PRESSURE was mounting last night for an independent inquiry into claims that access to senior Cabinet ministers could be secured by making large donations to the Conservative Party.

Tory officials spent yesterday dismissing suggestions by fundraiser Peter Cruddas that anyone paying the party £250,000 could discuss issues with David Cameron and other ministers – including Foreign Secretary and Richmondshire MP William Hague. The Prime Minister said the suggestions of access in return for donations were “completely unacceptable” and “should not have happened”.

A party spokesman said last night that Mr Hague, who this weekend attended an EU summit to increase pressure on the Syrian regime, held the same stance as Mr Cameron.

He said: “No Conservative politican has or would consider any access as the result of a donation.

“All donations to the Conservative Party have to comply with the requirements of electoral law.

"These are strictly enforced by our compliance department.

"We will urgently investigate any evidence to the contrary.”

Mr Cameron himself insisted that was not the way the Conservative Party raised money and promised an internal inquiry to ensure it would not happen again.

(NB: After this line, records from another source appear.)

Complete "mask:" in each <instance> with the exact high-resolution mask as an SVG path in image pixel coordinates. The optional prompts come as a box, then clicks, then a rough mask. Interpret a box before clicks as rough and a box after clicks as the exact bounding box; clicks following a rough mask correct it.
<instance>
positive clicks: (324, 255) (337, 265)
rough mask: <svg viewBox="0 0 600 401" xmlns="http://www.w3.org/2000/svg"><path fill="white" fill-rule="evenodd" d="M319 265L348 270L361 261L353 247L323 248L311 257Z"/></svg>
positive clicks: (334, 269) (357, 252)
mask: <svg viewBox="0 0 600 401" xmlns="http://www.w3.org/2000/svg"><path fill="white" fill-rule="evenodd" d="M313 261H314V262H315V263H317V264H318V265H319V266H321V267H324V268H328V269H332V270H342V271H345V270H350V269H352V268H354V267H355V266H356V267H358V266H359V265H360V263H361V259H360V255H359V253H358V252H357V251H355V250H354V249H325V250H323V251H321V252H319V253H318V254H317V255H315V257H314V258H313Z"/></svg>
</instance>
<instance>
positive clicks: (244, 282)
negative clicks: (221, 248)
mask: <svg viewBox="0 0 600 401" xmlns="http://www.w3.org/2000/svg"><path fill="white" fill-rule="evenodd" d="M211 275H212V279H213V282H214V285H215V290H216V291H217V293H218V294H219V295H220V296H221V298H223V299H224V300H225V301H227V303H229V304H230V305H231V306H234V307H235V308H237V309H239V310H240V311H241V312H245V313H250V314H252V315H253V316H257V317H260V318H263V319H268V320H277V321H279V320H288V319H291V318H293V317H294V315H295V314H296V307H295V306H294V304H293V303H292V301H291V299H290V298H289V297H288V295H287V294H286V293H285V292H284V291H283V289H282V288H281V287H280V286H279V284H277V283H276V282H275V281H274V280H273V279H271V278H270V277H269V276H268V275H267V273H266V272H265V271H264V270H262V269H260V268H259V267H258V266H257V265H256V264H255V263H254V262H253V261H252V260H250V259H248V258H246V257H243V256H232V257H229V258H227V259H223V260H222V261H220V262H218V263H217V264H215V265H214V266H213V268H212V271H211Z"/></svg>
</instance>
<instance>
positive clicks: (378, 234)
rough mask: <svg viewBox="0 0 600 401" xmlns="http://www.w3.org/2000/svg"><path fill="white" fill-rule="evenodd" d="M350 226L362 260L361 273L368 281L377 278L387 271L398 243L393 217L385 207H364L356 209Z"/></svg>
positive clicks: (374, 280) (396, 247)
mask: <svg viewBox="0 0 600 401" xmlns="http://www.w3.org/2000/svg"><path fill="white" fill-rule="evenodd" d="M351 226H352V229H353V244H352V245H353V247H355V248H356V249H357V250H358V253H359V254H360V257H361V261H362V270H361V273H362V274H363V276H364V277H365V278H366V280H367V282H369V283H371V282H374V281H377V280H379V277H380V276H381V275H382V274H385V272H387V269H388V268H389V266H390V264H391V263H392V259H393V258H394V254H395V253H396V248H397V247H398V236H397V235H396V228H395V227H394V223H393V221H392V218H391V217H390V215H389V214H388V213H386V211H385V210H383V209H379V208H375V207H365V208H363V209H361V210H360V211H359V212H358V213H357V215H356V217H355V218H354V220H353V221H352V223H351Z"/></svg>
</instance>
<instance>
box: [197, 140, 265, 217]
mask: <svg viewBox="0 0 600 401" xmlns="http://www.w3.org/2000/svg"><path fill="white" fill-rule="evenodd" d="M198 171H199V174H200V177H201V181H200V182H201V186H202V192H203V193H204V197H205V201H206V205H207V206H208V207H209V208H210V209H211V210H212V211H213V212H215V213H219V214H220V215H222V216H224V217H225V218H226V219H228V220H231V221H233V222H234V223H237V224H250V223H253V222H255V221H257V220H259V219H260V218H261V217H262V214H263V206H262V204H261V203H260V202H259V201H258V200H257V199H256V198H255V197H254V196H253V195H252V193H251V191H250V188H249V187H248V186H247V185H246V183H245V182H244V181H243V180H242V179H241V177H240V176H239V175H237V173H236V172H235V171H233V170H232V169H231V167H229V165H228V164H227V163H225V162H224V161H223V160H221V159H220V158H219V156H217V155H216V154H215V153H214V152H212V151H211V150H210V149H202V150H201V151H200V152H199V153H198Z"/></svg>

But Labour called for a full independent inquiry and sleaze watchdog Sir Christopher Kelly urged the parties to come through on their commitments on the big donor culture.

Former foreign secretary, South Shields MP David Miliband, described the disclosures as “grotesque” and said they showed the Tories had not changed.

“The revelations go to the heart of the Tory Party claim that you can trust the Tory Party because they have got rid of their bad old ways – from what we know, they haven’t,” he said.

Shadow minister Michael Dugher wrote to the Prime Minister demanding that he disclose which Tory donors had visited Downing Street, Chequers or Dorneywood since May 2010, and what policy representations they had made, particularly on the top rate of income tax that was cut in Wednesday’s Budget.

“Given the seriousness of the allegations about how Government is conducted, it is not appropriate for the Conservative Party to investigate itself. We need a full, independent inquiry,” he wrote to Mr Cameron.

Sir Christopher, chairman of the independent Committee on Standards in Public Life, said: “It would be wrong to regard this as an isolated event.

“Events like it are inevitable as long as the main political parties are dependent for their existence on large donations from rich individuals or, in the case of the Labour Party, a small number of trade unions.

“The parties collectively need urgently to address the damage this does to confidence in the integrity of the political process.”

Mr Cruddas, who became the Tories’ principal treasurer only at the beginning of March, was s ecretly filmed claiming that things would open up for anyone willing to donate £250,000 a year.

Speaking to undercover reporters, he said: “It will be awesome for your business.”

He said that “premier league” donors could lobby Mr Cameron directly and their views would be fed into the Downing Street policy unit.

Major donors are invited to private dinners and other events with Mr Cameron, Chancellor George Osborne and Mr Hague, he said.

Mr Cameron said: “What happened is completely unacceptable.

This is not the way that we raise money in the Conservative Party, it shouldn’t have happened.”

He promised a “proper party inquiry” and stressed that he had already addressed issues within the Conservative Party.

But Lib Dem Douglas Alexander, the Chief Secretary to the Treasury, said the three main parties would be making a renewed effort on funding reform within the next few weeks.